Adam Koebel, a tabletop-focused streamer who often speaks up about workers’ rights, initially expressed this viewpoint in even stronger terms, saying on Twitter that people should “buy shit for cheap today if it makes you happy, or boycott Amazon altogether” and apply a similar approach to Twitch, because ultimately “when we eat our comrades alive for not being left enough,” corporations and other powerful entities win. In a Twitter DM to Kotaku, however, Koebel said that he’d deleted his initial tweet because he realized it came across as flippant. What he was trying to convey, he said, was how Amazon has wormed its way into countless elements of our lives both on- and offline and how that makes expressing solidarity more complex than it might initially seem.

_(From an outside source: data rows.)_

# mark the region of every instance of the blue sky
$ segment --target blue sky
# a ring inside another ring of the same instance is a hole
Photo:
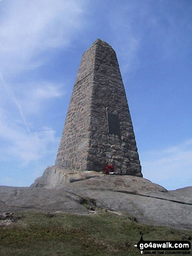
[[[144,177],[192,184],[191,0],[2,0],[0,185],[54,163],[82,54],[115,51]]]

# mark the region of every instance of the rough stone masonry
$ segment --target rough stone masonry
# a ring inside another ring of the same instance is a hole
[[[115,52],[97,39],[83,55],[55,166],[142,177]]]

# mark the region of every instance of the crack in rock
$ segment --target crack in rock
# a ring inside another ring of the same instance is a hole
[[[160,197],[156,197],[156,196],[154,196],[152,195],[142,195],[141,194],[139,194],[138,193],[137,193],[136,192],[131,192],[131,191],[125,191],[124,190],[114,190],[114,189],[110,189],[110,188],[108,188],[108,189],[104,189],[104,188],[90,188],[89,189],[91,190],[101,190],[101,191],[111,191],[112,192],[118,192],[119,193],[123,193],[124,194],[127,194],[128,195],[138,195],[139,196],[143,196],[143,197],[149,197],[149,198],[156,198],[157,199],[160,199],[162,200],[165,200],[165,201],[169,201],[170,202],[173,202],[174,203],[178,203],[178,204],[182,204],[183,205],[192,205],[192,204],[191,204],[190,203],[185,203],[185,202],[182,202],[181,201],[178,201],[177,200],[171,200],[171,199],[168,199],[166,198],[160,198]]]

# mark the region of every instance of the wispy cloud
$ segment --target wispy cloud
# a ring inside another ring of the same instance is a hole
[[[82,29],[85,3],[85,0],[3,3],[6,11],[0,25],[3,73],[10,76],[34,68],[44,63],[43,52],[68,45]]]
[[[145,177],[160,184],[169,183],[175,188],[179,182],[191,185],[192,138],[161,150],[143,152],[140,157]]]
[[[19,160],[21,165],[26,165],[56,152],[60,138],[51,128],[44,127],[29,134],[21,126],[10,123],[3,115],[0,117],[0,137],[6,142],[1,153],[1,161]]]
[[[4,78],[2,74],[0,72],[0,85],[1,85],[1,89],[4,89],[7,91],[10,99],[13,102],[14,104],[16,106],[17,108],[17,109],[18,111],[20,114],[20,118],[21,118],[23,124],[24,124],[25,128],[28,132],[28,133],[30,132],[30,129],[29,126],[27,124],[25,116],[24,115],[24,112],[23,111],[22,108],[21,106],[19,103],[19,101],[16,99],[13,92],[12,90],[11,90],[10,87],[6,83],[4,79]],[[3,87],[3,88],[2,88]]]

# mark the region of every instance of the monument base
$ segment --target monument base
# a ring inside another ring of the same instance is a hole
[[[53,165],[47,167],[43,175],[36,179],[30,187],[61,188],[71,182],[105,175],[102,172],[88,171],[80,171],[64,168],[59,165]]]

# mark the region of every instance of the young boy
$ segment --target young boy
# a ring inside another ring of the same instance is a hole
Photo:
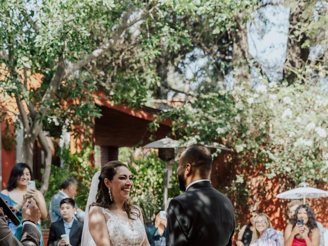
[[[60,203],[63,219],[51,224],[48,246],[80,246],[83,224],[74,219],[75,202],[72,198],[65,198]],[[63,234],[69,235],[70,243],[61,239]]]

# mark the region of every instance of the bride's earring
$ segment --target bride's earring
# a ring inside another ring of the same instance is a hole
[[[110,187],[108,188],[108,194],[109,194],[109,199],[111,199],[111,201],[113,201],[113,197],[112,197],[112,193],[111,192]]]

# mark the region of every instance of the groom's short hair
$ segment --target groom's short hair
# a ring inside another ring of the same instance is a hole
[[[212,154],[206,146],[199,144],[193,145],[185,151],[183,165],[188,163],[199,170],[201,175],[208,175],[212,169]]]

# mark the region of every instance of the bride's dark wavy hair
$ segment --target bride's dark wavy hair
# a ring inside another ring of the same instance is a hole
[[[111,200],[108,194],[108,188],[105,184],[105,178],[111,181],[116,174],[116,169],[119,167],[125,167],[129,169],[127,165],[119,160],[113,160],[106,163],[101,168],[100,174],[99,176],[99,183],[98,191],[96,195],[96,201],[90,205],[98,206],[106,209],[111,209],[115,204],[115,201]],[[129,219],[135,219],[132,215],[140,217],[140,212],[136,206],[132,204],[130,199],[127,199],[123,204],[123,209],[127,212]]]
[[[310,233],[312,232],[312,229],[314,228],[317,228],[317,222],[316,219],[316,216],[314,215],[314,212],[311,207],[309,205],[302,204],[300,205],[297,207],[296,210],[295,211],[295,213],[294,215],[294,218],[293,218],[293,221],[292,223],[293,224],[293,228],[295,227],[295,225],[297,223],[297,213],[298,213],[298,210],[300,209],[304,209],[305,211],[306,211],[306,213],[308,214],[308,218],[309,218],[309,221],[308,223],[306,223],[306,225],[309,228],[309,235],[310,235]]]

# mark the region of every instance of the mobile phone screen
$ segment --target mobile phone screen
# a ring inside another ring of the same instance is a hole
[[[36,190],[35,181],[34,180],[29,180],[27,181],[27,190],[29,191],[31,189]]]
[[[161,219],[165,219],[166,217],[166,212],[163,210],[159,211],[159,217]]]
[[[6,203],[1,196],[0,196],[0,207],[2,208],[4,213],[10,219],[10,220],[15,225],[20,224],[20,221],[16,216],[16,214],[11,211],[9,206]]]
[[[303,220],[302,219],[298,219],[297,221],[297,224],[300,224],[301,225],[303,225],[304,223]]]

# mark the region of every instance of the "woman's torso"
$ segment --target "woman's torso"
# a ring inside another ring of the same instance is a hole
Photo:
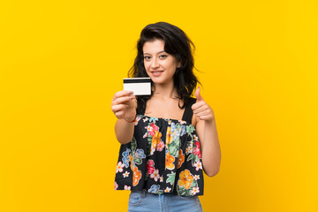
[[[139,107],[133,138],[120,148],[115,189],[203,194],[200,142],[192,125],[194,102],[192,99],[186,109],[172,113],[169,103],[155,105],[155,101],[146,110]]]

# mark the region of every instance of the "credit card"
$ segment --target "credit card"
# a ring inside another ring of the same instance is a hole
[[[124,90],[132,91],[134,95],[151,95],[150,78],[124,78]]]

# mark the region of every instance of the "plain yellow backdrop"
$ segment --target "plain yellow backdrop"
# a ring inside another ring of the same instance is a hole
[[[318,211],[314,0],[0,3],[0,211],[126,211],[110,102],[149,23],[196,46],[220,172],[204,211]]]

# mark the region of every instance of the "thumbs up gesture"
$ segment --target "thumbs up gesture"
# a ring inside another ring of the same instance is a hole
[[[203,100],[200,94],[200,87],[195,91],[196,102],[193,104],[192,110],[200,120],[212,121],[214,111],[212,108]]]

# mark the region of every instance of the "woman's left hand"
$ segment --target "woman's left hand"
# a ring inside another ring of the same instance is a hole
[[[200,95],[200,87],[195,91],[197,101],[192,106],[193,113],[199,117],[200,120],[212,121],[215,117],[212,108],[203,100]]]

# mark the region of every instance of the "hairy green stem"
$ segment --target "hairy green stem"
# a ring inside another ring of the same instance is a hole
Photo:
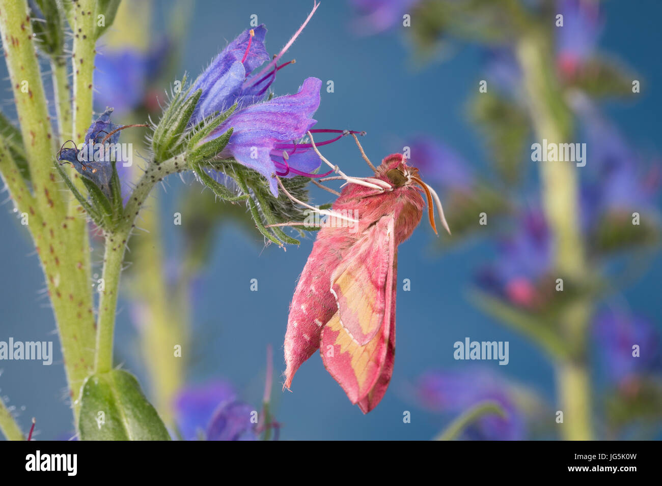
[[[7,440],[25,440],[25,436],[21,431],[21,427],[16,423],[2,398],[0,398],[0,431]]]
[[[186,162],[181,155],[160,164],[150,163],[136,182],[117,229],[106,235],[102,273],[104,290],[101,294],[97,321],[95,369],[97,373],[110,371],[113,368],[113,333],[120,274],[124,249],[135,227],[134,222],[154,184],[162,181],[166,176],[185,169]]]
[[[520,41],[517,55],[539,142],[547,139],[548,143],[569,142],[571,114],[549,62],[554,58],[551,48],[537,26]],[[553,237],[556,269],[563,276],[581,282],[589,268],[579,229],[577,168],[571,161],[540,163],[543,207]],[[559,360],[557,366],[559,399],[566,419],[562,435],[567,440],[592,438],[591,385],[585,351],[591,313],[590,301],[582,300],[568,306],[559,318],[559,329],[570,350],[569,356]]]
[[[487,400],[477,403],[453,421],[434,440],[455,440],[468,426],[485,415],[493,413],[501,417],[506,417],[503,409],[495,401]]]
[[[89,252],[72,244],[70,233],[77,223],[85,224],[85,219],[80,213],[68,216],[63,197],[66,192],[52,171],[57,142],[48,119],[27,13],[25,0],[4,2],[0,8],[0,34],[36,202],[30,224],[38,222],[40,225],[38,229],[30,226],[30,230],[53,305],[71,405],[77,417],[77,393],[93,364],[95,331],[89,267],[84,263],[89,260]],[[11,179],[11,173],[2,170],[5,179]],[[24,188],[18,184],[15,184],[16,192],[11,184],[9,187],[15,200],[19,202],[21,191],[23,200],[27,198]]]

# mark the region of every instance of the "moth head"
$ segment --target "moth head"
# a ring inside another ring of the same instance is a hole
[[[432,227],[432,229],[434,230],[435,233],[437,232],[437,227],[434,223],[434,206],[436,204],[439,211],[442,224],[448,231],[448,234],[450,234],[451,230],[444,216],[444,208],[442,207],[442,202],[439,199],[439,196],[437,195],[434,189],[423,182],[418,169],[407,165],[406,157],[401,153],[394,153],[389,155],[382,161],[379,169],[383,171],[383,173],[385,175],[389,182],[394,188],[410,186],[425,192],[428,200],[430,224]]]

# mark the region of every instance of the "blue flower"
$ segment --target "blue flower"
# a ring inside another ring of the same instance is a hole
[[[186,440],[255,440],[254,409],[236,399],[232,386],[214,382],[181,390],[175,399],[175,421]]]
[[[516,305],[540,304],[538,284],[551,269],[552,249],[542,210],[529,209],[520,217],[516,232],[500,242],[495,263],[481,271],[478,283]]]
[[[80,148],[63,148],[58,154],[61,161],[67,161],[82,176],[93,182],[109,198],[111,197],[111,179],[113,176],[111,161],[117,160],[119,153],[116,146],[119,142],[117,132],[108,137],[103,146],[101,142],[116,128],[111,121],[113,108],[109,108],[92,123],[85,136],[85,143]],[[122,166],[121,161],[118,165]]]
[[[481,417],[464,430],[466,438],[483,440],[522,440],[526,438],[524,413],[515,402],[510,385],[483,370],[430,372],[418,380],[417,395],[427,409],[459,414],[486,400],[496,402],[505,417],[491,414]]]
[[[143,52],[133,47],[109,50],[95,58],[95,104],[113,106],[116,113],[147,102],[147,89],[163,70],[171,48],[167,39]]]

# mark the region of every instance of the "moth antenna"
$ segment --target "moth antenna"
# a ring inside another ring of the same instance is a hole
[[[359,179],[356,177],[349,177],[347,175],[346,175],[345,173],[340,170],[340,168],[338,165],[334,165],[330,162],[329,162],[324,155],[322,155],[319,149],[317,148],[317,146],[315,145],[315,141],[313,140],[312,134],[310,133],[310,130],[308,131],[308,136],[310,137],[310,145],[312,145],[312,149],[315,151],[315,153],[317,154],[317,156],[319,157],[320,159],[321,159],[322,161],[325,164],[331,167],[331,169],[332,169],[333,171],[336,174],[340,175],[342,179],[345,179],[345,181],[346,181],[348,182],[352,182],[353,184],[357,184],[359,186],[365,186],[366,187],[369,187],[373,189],[379,189],[379,190],[381,191],[384,190],[383,187],[381,187],[375,184],[372,184],[371,182],[366,182],[365,181],[363,181],[362,179]],[[389,187],[390,186],[391,186],[389,185]]]
[[[434,234],[438,235],[439,233],[437,233],[437,225],[434,223],[434,205],[432,203],[432,195],[430,193],[430,188],[418,177],[412,177],[412,181],[420,185],[421,188],[425,192],[426,197],[428,198],[428,217],[430,218],[430,225],[434,230]]]
[[[365,132],[363,132],[362,134],[365,135]],[[356,142],[356,145],[358,145],[359,147],[359,150],[361,151],[361,156],[363,157],[363,160],[365,161],[367,163],[368,165],[370,166],[370,168],[373,169],[373,172],[377,174],[377,169],[375,168],[375,166],[373,165],[373,163],[372,162],[370,161],[370,159],[368,159],[368,156],[365,155],[365,152],[363,151],[363,147],[361,146],[361,142],[359,142],[359,138],[356,136],[356,134],[352,134],[352,136],[354,138],[354,142]]]
[[[276,181],[278,181],[278,184],[281,186],[281,188],[283,189],[283,192],[285,193],[285,196],[289,198],[291,200],[293,201],[294,202],[296,202],[297,204],[301,204],[304,208],[308,208],[309,210],[319,213],[320,214],[326,214],[326,216],[332,216],[334,218],[337,218],[340,220],[344,220],[345,221],[349,221],[351,223],[359,222],[353,218],[344,216],[340,213],[336,213],[334,212],[334,211],[327,211],[326,210],[324,209],[320,209],[319,208],[315,208],[314,206],[310,206],[310,204],[307,204],[303,201],[299,200],[298,199],[297,199],[297,198],[295,198],[294,196],[293,196],[292,194],[291,194],[289,192],[287,192],[287,190],[285,188],[285,186],[283,185],[283,182],[281,181],[280,177],[279,177],[278,176],[275,176],[275,177],[276,177]]]
[[[73,144],[73,148],[76,149],[76,151],[77,151],[78,147],[76,147],[76,143],[75,142],[73,142],[73,140],[72,140],[71,139],[69,139],[68,140],[65,140],[64,143],[62,143],[62,146],[60,147],[60,150],[58,151],[58,155],[56,155],[56,157],[58,157],[58,160],[60,160],[60,157],[61,157],[62,156],[62,149],[64,148],[64,145],[66,145],[67,144],[68,142],[71,142]],[[64,161],[65,162],[68,162],[69,161]],[[62,165],[62,164],[60,164],[60,165]]]
[[[444,229],[448,231],[449,235],[453,234],[451,233],[451,229],[448,227],[448,222],[446,221],[446,218],[444,216],[444,208],[442,207],[442,201],[439,198],[439,196],[434,191],[434,189],[418,178],[412,177],[412,179],[416,179],[417,183],[420,184],[424,187],[424,190],[427,188],[430,191],[430,195],[432,195],[432,198],[434,199],[434,202],[437,205],[437,210],[439,211],[439,218],[442,220],[442,224],[444,225]]]

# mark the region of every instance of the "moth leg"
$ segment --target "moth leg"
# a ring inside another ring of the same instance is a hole
[[[309,228],[320,228],[322,227],[321,223],[308,224],[308,223],[302,223],[298,221],[291,221],[287,223],[275,223],[274,224],[265,224],[264,227],[265,228],[273,227],[274,226],[305,226]]]
[[[285,186],[283,185],[283,182],[281,181],[280,177],[279,177],[278,176],[275,176],[275,178],[276,181],[278,181],[278,184],[281,186],[281,189],[282,189],[283,192],[285,193],[285,196],[289,198],[290,200],[293,201],[293,202],[295,202],[297,204],[301,204],[304,208],[307,208],[308,209],[312,211],[314,211],[316,213],[319,213],[320,214],[326,214],[329,216],[333,216],[334,218],[337,218],[340,220],[344,220],[345,221],[349,221],[350,222],[352,223],[359,222],[353,218],[349,218],[348,216],[343,216],[342,214],[340,214],[340,213],[336,213],[334,211],[327,211],[325,209],[320,209],[319,208],[315,208],[314,206],[306,204],[303,201],[300,201],[299,200],[297,199],[297,198],[295,198],[294,196],[293,196],[292,194],[291,194],[289,192],[287,192],[287,190],[285,188]],[[378,187],[377,188],[380,188]]]
[[[320,187],[320,188],[324,189],[324,190],[328,190],[331,194],[334,194],[336,196],[340,196],[340,193],[338,192],[337,190],[334,190],[330,187],[326,187],[326,186],[324,186],[324,185],[322,185],[322,184],[320,184],[318,182],[317,182],[314,179],[310,179],[310,182],[312,182],[313,184],[314,184],[318,187]]]
[[[315,153],[317,154],[318,157],[319,157],[320,159],[321,159],[322,161],[325,164],[331,167],[331,169],[332,169],[336,174],[340,175],[342,179],[345,179],[345,181],[346,181],[348,182],[352,182],[352,184],[357,184],[360,186],[365,186],[366,187],[369,187],[373,189],[379,189],[381,191],[384,190],[383,187],[378,186],[376,184],[373,184],[372,182],[367,182],[360,178],[350,177],[348,175],[346,175],[342,171],[340,170],[340,168],[338,165],[334,165],[332,163],[329,162],[324,155],[322,155],[319,149],[317,148],[317,146],[315,145],[315,141],[313,140],[312,134],[310,133],[310,130],[308,131],[308,136],[310,137],[310,145],[312,145],[312,149],[315,151]]]
[[[372,165],[372,162],[370,161],[370,159],[368,159],[368,156],[365,155],[365,152],[363,151],[363,147],[361,146],[361,142],[359,142],[359,138],[356,136],[356,134],[352,134],[352,136],[354,138],[354,142],[355,142],[356,145],[359,146],[359,150],[361,151],[361,156],[363,157],[363,160],[365,161],[368,165],[370,166],[370,168],[373,169],[373,172],[376,174],[377,169],[375,168],[375,166]]]

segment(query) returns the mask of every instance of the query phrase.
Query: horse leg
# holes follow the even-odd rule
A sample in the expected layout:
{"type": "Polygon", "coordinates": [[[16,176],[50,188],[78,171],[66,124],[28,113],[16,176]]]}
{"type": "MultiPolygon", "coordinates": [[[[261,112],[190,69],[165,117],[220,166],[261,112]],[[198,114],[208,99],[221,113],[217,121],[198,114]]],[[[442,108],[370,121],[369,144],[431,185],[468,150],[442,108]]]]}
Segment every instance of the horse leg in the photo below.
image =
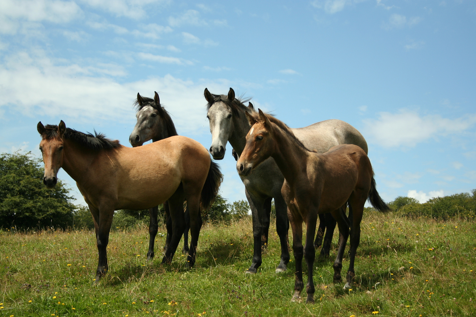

“I think what’s happening is this deep, weird problem where we want to fight back against bad corporate practice (in this case, warehouse worker treatment) and if this were a simpler world, it’d be a case of just supporting the strike directly,” he said. “Because Amazon is so deeply ingrained in our entire internet experience, we’re seeing secondary Amazon services like Twitch, and the independent folks who use those services for a living, being assigned solidarity violations by association.”
Amazon’s domination and the disempowerment of workers ensnared in its many tendrils, Koebel explained, puts everybody involved in a position of precarity, to the point that even a simple strike can be a tenuous proposition. This is good for the company and bad for workers who want more. Solidarity in times of protest is meant to get around these sorts of practices—thus people’s distaste for scabs—but Twitch’s structure makes it uniquely difficult.
“I don’t have an answer about whether it’s ethical or not for any given person to broadcast on Twitch during Prime Day,” Koebel said. “I think it’s a reasonable thing for people to avoid services provided by Amazon in solidarity. I don’t know that it’s the right choice for every broadcaster to risk their livelihood during that same period. I hope people will consider how they criticize one another over it. I made a badly-expressed point, and I’m thankful for the response I got to it and to have the chance to come at it from another angle. Is broadcasting the same as crossing a picket line or buying a new TV during Prime Day? I don’t know that I have a concrete answer.”